Creative District torna in scena con l'alta moda di sei brand emergenti. Appuntamento giovedì 28 giugno al Chiostro dell'Angelicum a Roma. Scopri di più

Creative District , uno dei progetti più interessanti presenti nel calendario di Altaroma.  In una location esclusiva e storica, il Chiostro dell’Angelicum, situato nel cuore della Roma antica, un fashion show che vedrà come protagonisti le collezioni haute couture di sei giovani designer. Creative District, un evento ideato da Antonio Falanga e Grazia Marino, prodotto da Spazio Margutta, che promuove in maniera sempre più incisiva il legame profondo tra le radici e la contemporaneità, tra la ricerca e l’innovazione.  La IV^ Edizione di Creative District avrà come protagonisti Gian Paolo Zuccarello, Asia Neri by Irene Mattei, Aline Oliveira, SoSud by Mario Costantino Triolo, Antudo e Dàvorin Cordone.

Gian Paolo Zuccarello Gli anni ’50 sono il periodo d’oro per l’haute couture parigina, che la consacrano capitale mondiale dell’eleganza. Christian Dior, Balenciaga, Givenchy sono sole alcune delle Maison che hanno fatto la storia della moda di quel periodo. La collezione “Madeleine”di Gian Paolo Zuccarello  prende ispirazione da un avvenente ballerina del Moulin Rouge che vuole conquistare Parigi non solo di notte sul palco, ma anche di giorno passeggiando per Champs-Élysées o sotto la Torre Eiffel. Indossa creazioni sartoriali che ne esaltano la bellezza e la femminilità.

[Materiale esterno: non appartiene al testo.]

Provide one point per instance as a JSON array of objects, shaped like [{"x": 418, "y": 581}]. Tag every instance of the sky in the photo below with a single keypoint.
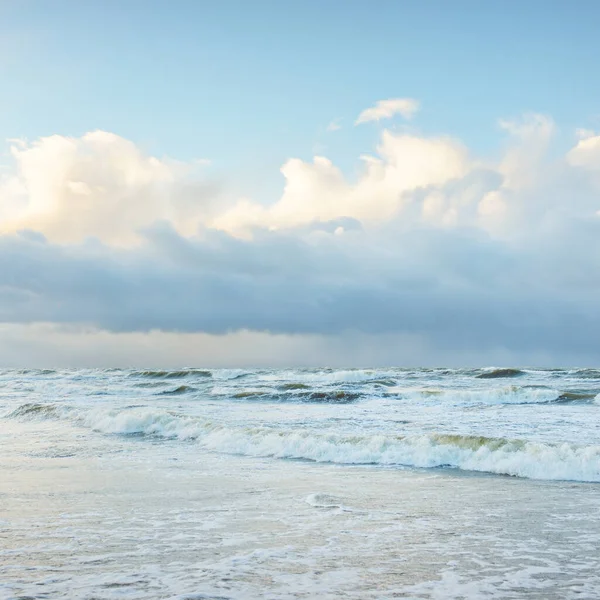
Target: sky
[{"x": 329, "y": 182}]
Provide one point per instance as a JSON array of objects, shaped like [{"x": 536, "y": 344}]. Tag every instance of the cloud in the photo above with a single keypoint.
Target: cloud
[
  {"x": 319, "y": 192},
  {"x": 334, "y": 125},
  {"x": 385, "y": 109},
  {"x": 98, "y": 185},
  {"x": 429, "y": 246}
]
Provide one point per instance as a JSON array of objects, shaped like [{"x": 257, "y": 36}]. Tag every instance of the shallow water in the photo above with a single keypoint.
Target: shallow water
[{"x": 300, "y": 484}]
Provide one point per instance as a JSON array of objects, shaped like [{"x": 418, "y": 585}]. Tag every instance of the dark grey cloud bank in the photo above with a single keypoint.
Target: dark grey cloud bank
[{"x": 457, "y": 288}]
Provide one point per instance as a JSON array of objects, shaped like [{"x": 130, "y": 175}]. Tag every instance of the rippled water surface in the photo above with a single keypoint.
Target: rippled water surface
[{"x": 320, "y": 483}]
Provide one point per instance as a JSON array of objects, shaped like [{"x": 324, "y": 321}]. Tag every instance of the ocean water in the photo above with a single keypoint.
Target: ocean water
[{"x": 320, "y": 483}]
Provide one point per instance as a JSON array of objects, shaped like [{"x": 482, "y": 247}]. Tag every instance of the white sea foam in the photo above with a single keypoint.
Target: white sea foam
[
  {"x": 510, "y": 394},
  {"x": 520, "y": 458}
]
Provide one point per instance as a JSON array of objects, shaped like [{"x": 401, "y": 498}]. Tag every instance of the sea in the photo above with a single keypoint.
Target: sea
[{"x": 297, "y": 484}]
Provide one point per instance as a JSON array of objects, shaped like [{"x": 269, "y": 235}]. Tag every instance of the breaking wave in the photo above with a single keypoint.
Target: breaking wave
[
  {"x": 511, "y": 394},
  {"x": 172, "y": 374},
  {"x": 33, "y": 410},
  {"x": 515, "y": 457},
  {"x": 500, "y": 373},
  {"x": 181, "y": 389}
]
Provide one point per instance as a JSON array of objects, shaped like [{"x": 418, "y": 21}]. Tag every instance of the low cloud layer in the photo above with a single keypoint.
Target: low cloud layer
[{"x": 429, "y": 246}]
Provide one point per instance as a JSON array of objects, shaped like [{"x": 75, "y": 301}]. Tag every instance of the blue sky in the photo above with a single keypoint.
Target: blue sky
[
  {"x": 468, "y": 234},
  {"x": 252, "y": 83}
]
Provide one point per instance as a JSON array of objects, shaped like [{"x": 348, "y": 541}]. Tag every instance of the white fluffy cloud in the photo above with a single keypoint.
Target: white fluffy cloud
[
  {"x": 385, "y": 109},
  {"x": 98, "y": 185},
  {"x": 429, "y": 246}
]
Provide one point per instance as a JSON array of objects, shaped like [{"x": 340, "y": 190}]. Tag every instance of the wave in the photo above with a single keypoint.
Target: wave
[
  {"x": 181, "y": 389},
  {"x": 500, "y": 373},
  {"x": 172, "y": 374},
  {"x": 585, "y": 373},
  {"x": 514, "y": 457},
  {"x": 35, "y": 410},
  {"x": 510, "y": 394},
  {"x": 298, "y": 394}
]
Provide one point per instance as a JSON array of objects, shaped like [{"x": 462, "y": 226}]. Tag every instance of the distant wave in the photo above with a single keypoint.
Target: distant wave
[
  {"x": 500, "y": 373},
  {"x": 181, "y": 389},
  {"x": 520, "y": 458},
  {"x": 36, "y": 410},
  {"x": 298, "y": 393},
  {"x": 172, "y": 374},
  {"x": 511, "y": 394}
]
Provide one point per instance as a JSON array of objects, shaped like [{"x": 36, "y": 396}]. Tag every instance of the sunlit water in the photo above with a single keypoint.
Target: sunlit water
[{"x": 240, "y": 484}]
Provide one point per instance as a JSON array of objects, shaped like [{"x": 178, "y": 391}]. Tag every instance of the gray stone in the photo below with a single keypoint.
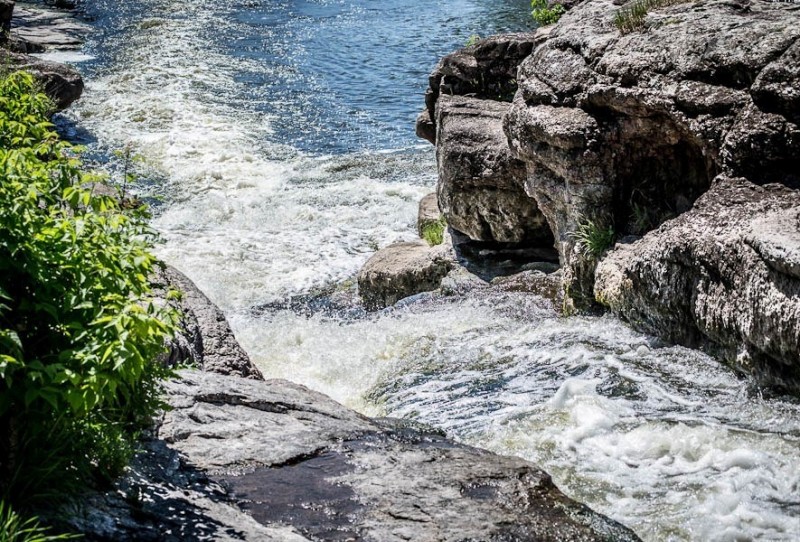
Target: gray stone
[
  {"x": 206, "y": 340},
  {"x": 240, "y": 459},
  {"x": 630, "y": 129},
  {"x": 401, "y": 270},
  {"x": 725, "y": 275},
  {"x": 61, "y": 82},
  {"x": 485, "y": 70},
  {"x": 45, "y": 28},
  {"x": 481, "y": 186}
]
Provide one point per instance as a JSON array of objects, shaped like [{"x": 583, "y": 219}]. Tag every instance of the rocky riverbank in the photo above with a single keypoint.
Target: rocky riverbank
[
  {"x": 236, "y": 457},
  {"x": 679, "y": 141}
]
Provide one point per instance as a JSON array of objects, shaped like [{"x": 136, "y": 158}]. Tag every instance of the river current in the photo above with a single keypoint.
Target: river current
[{"x": 274, "y": 139}]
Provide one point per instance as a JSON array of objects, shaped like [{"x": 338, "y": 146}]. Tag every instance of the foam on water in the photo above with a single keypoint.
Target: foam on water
[{"x": 263, "y": 127}]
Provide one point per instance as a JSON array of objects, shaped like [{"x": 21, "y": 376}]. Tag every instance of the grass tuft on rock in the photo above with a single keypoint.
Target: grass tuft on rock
[
  {"x": 545, "y": 15},
  {"x": 632, "y": 17},
  {"x": 593, "y": 239}
]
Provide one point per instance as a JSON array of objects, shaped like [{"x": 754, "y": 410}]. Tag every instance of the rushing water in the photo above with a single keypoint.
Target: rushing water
[{"x": 278, "y": 137}]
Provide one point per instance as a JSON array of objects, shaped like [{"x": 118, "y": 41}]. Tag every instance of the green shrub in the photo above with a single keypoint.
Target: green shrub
[
  {"x": 433, "y": 232},
  {"x": 13, "y": 528},
  {"x": 544, "y": 15},
  {"x": 593, "y": 239},
  {"x": 79, "y": 333}
]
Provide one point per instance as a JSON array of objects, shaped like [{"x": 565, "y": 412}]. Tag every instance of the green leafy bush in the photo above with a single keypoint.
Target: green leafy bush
[
  {"x": 79, "y": 334},
  {"x": 593, "y": 239},
  {"x": 544, "y": 15},
  {"x": 433, "y": 232}
]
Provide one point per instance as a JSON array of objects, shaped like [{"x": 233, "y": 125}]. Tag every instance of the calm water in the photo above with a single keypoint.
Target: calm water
[{"x": 276, "y": 138}]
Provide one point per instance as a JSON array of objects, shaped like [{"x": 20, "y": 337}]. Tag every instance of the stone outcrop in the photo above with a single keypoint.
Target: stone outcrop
[
  {"x": 205, "y": 339},
  {"x": 486, "y": 70},
  {"x": 630, "y": 129},
  {"x": 725, "y": 274},
  {"x": 303, "y": 467},
  {"x": 402, "y": 270},
  {"x": 61, "y": 82},
  {"x": 626, "y": 131},
  {"x": 481, "y": 186}
]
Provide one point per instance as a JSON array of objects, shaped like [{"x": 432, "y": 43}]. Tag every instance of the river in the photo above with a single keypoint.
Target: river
[{"x": 274, "y": 140}]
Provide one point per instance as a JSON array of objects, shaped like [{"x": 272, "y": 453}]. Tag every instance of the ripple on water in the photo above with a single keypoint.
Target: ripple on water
[{"x": 284, "y": 152}]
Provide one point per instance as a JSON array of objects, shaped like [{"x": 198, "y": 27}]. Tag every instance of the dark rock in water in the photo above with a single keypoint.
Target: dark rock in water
[
  {"x": 481, "y": 186},
  {"x": 725, "y": 274},
  {"x": 61, "y": 82},
  {"x": 401, "y": 270},
  {"x": 306, "y": 468},
  {"x": 629, "y": 129},
  {"x": 6, "y": 12},
  {"x": 206, "y": 339},
  {"x": 489, "y": 260}
]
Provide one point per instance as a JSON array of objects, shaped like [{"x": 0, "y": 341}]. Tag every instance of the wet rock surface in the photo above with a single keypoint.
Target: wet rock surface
[
  {"x": 402, "y": 270},
  {"x": 481, "y": 186},
  {"x": 306, "y": 468},
  {"x": 34, "y": 32},
  {"x": 725, "y": 275},
  {"x": 630, "y": 129},
  {"x": 205, "y": 339}
]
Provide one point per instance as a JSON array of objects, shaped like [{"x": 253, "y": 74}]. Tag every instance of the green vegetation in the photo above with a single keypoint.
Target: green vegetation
[
  {"x": 633, "y": 16},
  {"x": 433, "y": 232},
  {"x": 79, "y": 332},
  {"x": 14, "y": 528},
  {"x": 544, "y": 15},
  {"x": 593, "y": 239}
]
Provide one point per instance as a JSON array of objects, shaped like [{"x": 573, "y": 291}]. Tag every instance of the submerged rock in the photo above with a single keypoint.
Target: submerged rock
[
  {"x": 401, "y": 270},
  {"x": 205, "y": 340},
  {"x": 303, "y": 467},
  {"x": 481, "y": 186},
  {"x": 725, "y": 274}
]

Ama essere protagonista con piume e cappelli, osa nei contrasti con colori forti e decisi, veste solo tessuti pregiati come il cachemire puro, velluti di seta, mikado di seta, chiffon, pizzi, cristalli e paillette. Asia Neri by Irene Mattei Prende ispirazione dal lusso, dalle stravaganze e dagli anacronismi del XVII secolo in Spagna. Creazioni sartoriali dalla vigorosa dimensione teatrale, che si impongono per la ridondanza formale, per la complessità degli intrecci e l’eccentricità dei decori. Gli elementi simbolo del periodo: mantelle bustini e i panier sottogonna reinterpretati in chiave moderna. Cappotti e cappe, in velluto, broccati e damascati in varie tonalità, arricchiti da frange e nappe. La seta morbida primeggia su abiti leggeri e fluttuanti, realizzati nelle nuance del blu intenso, dell’oro, del bianco e dell’argento. Must della collezione un ricamo d’oro che identifica, personalizza e impreziosisce ogni capo. Aline Oliveira Indimenticabili anni ’80, nei quali la parola d’ordine era osare, sempre e comunque. Parte da qui l’ispirazione della stilista per la sua collezione, un decennio caratterizzato dalla presenza di immagini stravaganti e profonda ostentazione, dai quali ha catturato la sensualità, l’audacia nonché la versatilità e la gioia di vivere di quel periodo. Vita alta, spalle esagerate, pieghe, drappeggi, maniche bombate, tailleurs e gonne aderenti. Le palette di colori si focalizza su colori decisi, vero e proprio must di stagione i tessuti: il cashmere, il velluto e la lana rasata.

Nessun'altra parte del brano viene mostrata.